Incidentally, the CBN and the Monetary Committee see the mandate for price stability as simply maintenance of stability at any level, even if such levels, as in our current predicament, mean stability of disenabling high inflation rates, around eight per cent, disruptive cost of funds at over 20 per cent, and the naira exchange rate which for over 20 years has never responded positively to our increasing foreign reserves in spite of extended import covers!

Sadly, the CBN which is evidently the villainous agency which regularly poisons the money market with excess naira supply has got away with this obvious rape of our economy for so many years without any sanction. Indeed, the tenure of the CBN Governors has nothing to do with success in maintaining industrially and economically stable rates of inflation, e.g. One to three per cent as in focused and successful economies or indeed in bringing down cost of funds to industrially friendly levels such as five to seven per cent across the board (not selective bailouts which only exacerbate excess liquidity and the collateral of high inflation and interest rates with an embattled naira in tow)!
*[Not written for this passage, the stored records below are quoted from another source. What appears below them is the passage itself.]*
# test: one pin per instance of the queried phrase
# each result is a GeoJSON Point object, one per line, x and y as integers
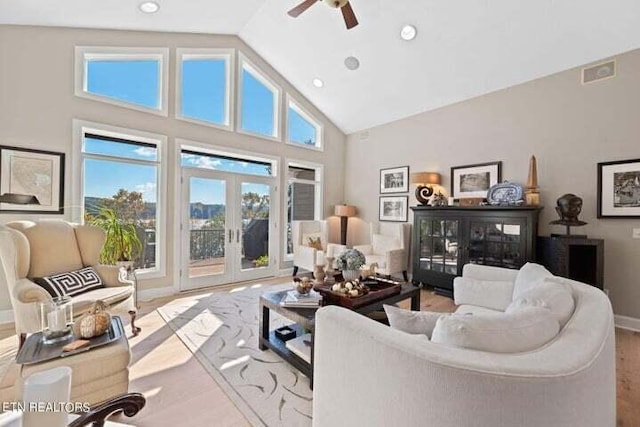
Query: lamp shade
{"type": "Point", "coordinates": [345, 210]}
{"type": "Point", "coordinates": [425, 178]}
{"type": "Point", "coordinates": [19, 199]}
Consequently, in order to ensure best practice standards in monetary strategy, it is absolutely necessary that our expectation for international best standards must be enshrined in the CBN Act, so that any CBN Governor and Monetary Policy Committee incapable of bring inflation below three per cent, or fails to keep monetary policy rate at not more than two per cent above the International standard of the London Inter Bank Offer Rate (LIBOR – usually between one and three per cent) should resign from office, if such best practice standards cannot be re-established within three to six months. The Governors of Central Banks in successful economies would not be condoned if inflation and cost of funds are at such atrocious oppressive levels. This provision would force every CBN Governor to make sound monetary decisions to evolve practical strategies, such as for example, the containment of excess naira supply with the allocation of distributable dollar revenue with dollar certificates rather than the direct substitution with naira and the resultant scourge of naira surplus on our people. The adoption of such a strategy will readily galvanise inclusive economic growth and rapidly remove increasingly more Nigerians from below the poverty benchmark of $2/day.